To attach a file to your email, click on the Attach menu at the top of the email editor: from the dropdown menu that appears, click on File (we will discuss attaching pictures in a later tutorial).
This will open a Choose File to Upload dialog, which my default displays the content of your Pictures folder (in Vista or Windows 7; in Windows XP, it automatically shows the "My Pictures" folder). If needed, navigate to a different folder on your computer to find the file you want to attach. Double-click on the file you want to email, and Hotmail will upload it in the background.
Depending on the file attachment size, and the speed of your internet connection, you may see Hotmail's "in progress" upload message. To cancel uploading the file you picked as attachment, simply click the Cancel link Hotmail displays during the upload process.![]()
We explain further below how to remove an attachment from a Hotmail email.
Once the attachment has successfully been uploaded, it shows as attachment in Attachment bar, below the email editor's subject line:
Notice also that Hotmail is informing you on the current size of your total number of attachments; on our screenshot, this message reads "Total size: 32.5 KB of 20.0 MB". To help you know how large your file attachments are, know that there are 1,000 KB (kilobytes) inside 1 MB (megabyte) - in other words, there are 20,000 KB in 20 MB, the maximum size limit for our attachments. (Note that 20Mb is the maximum file attachment for the Hotmail Plus service; the regular, free Hotmail service allows for up to 10Mb in attachments per email: learn more about Hotmail attachment size limits.)
To attach multiple files to your email, simply repeat the process described above; the only limitation is to remain under your Hotmail account's maximum file size limit.
As you attach more files to your email, Hotmail updates the attachment information bar and updates your current Total Size information:
To remove an attachment from your email, simply click the "x" button displayed inside each of the light blue blocks representing file attachments. Be careful though, that Hotmail will not warn you before deleting the attachment from your email; if you try to re-attach the same file to your email, the upload process will start from scratch. (Good to keep in mind if you have a slow internet connection and/or are trying to attach a very large file - which takes relatively long to attach regardless of your connection speed).
Once you have removed all attachments from your email, the file attachment bar hides itself - and only reappears when needed, if you add more attachments later on.

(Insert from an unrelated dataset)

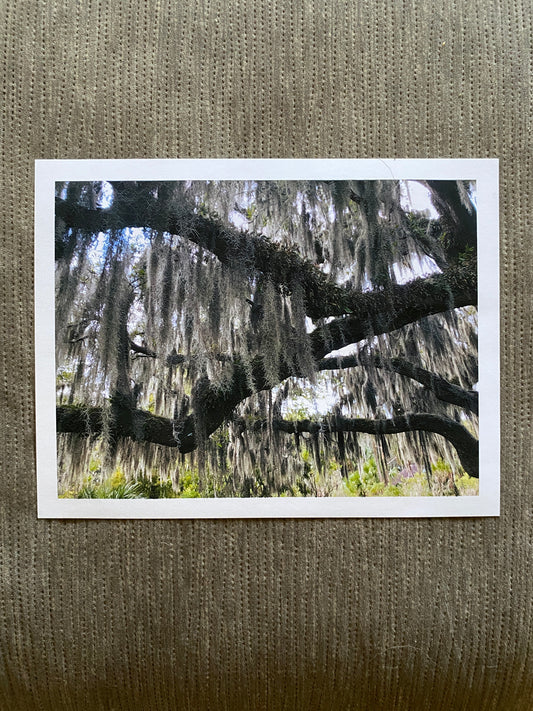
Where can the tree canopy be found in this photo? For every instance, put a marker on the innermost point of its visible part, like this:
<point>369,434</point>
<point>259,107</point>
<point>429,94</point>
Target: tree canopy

If the file attachment information bar is invisible, it means that you are back to zero, as far as file attachment size limits are concerned.
...And this is how easily you attach files to your emails with the Windows Live Hotmail webmail service. Simply click Send once you have finished composing your email and attached all the files you wanted to send, and your recipient should receive your file attachments. A note of caution: since some email services or system administrators, especially if the file is larger than 2-3 megabytes and/or is an important file. Always explicitly mention that one or more files are attached: this lets your recipient know that there was a problem if no attachment came through.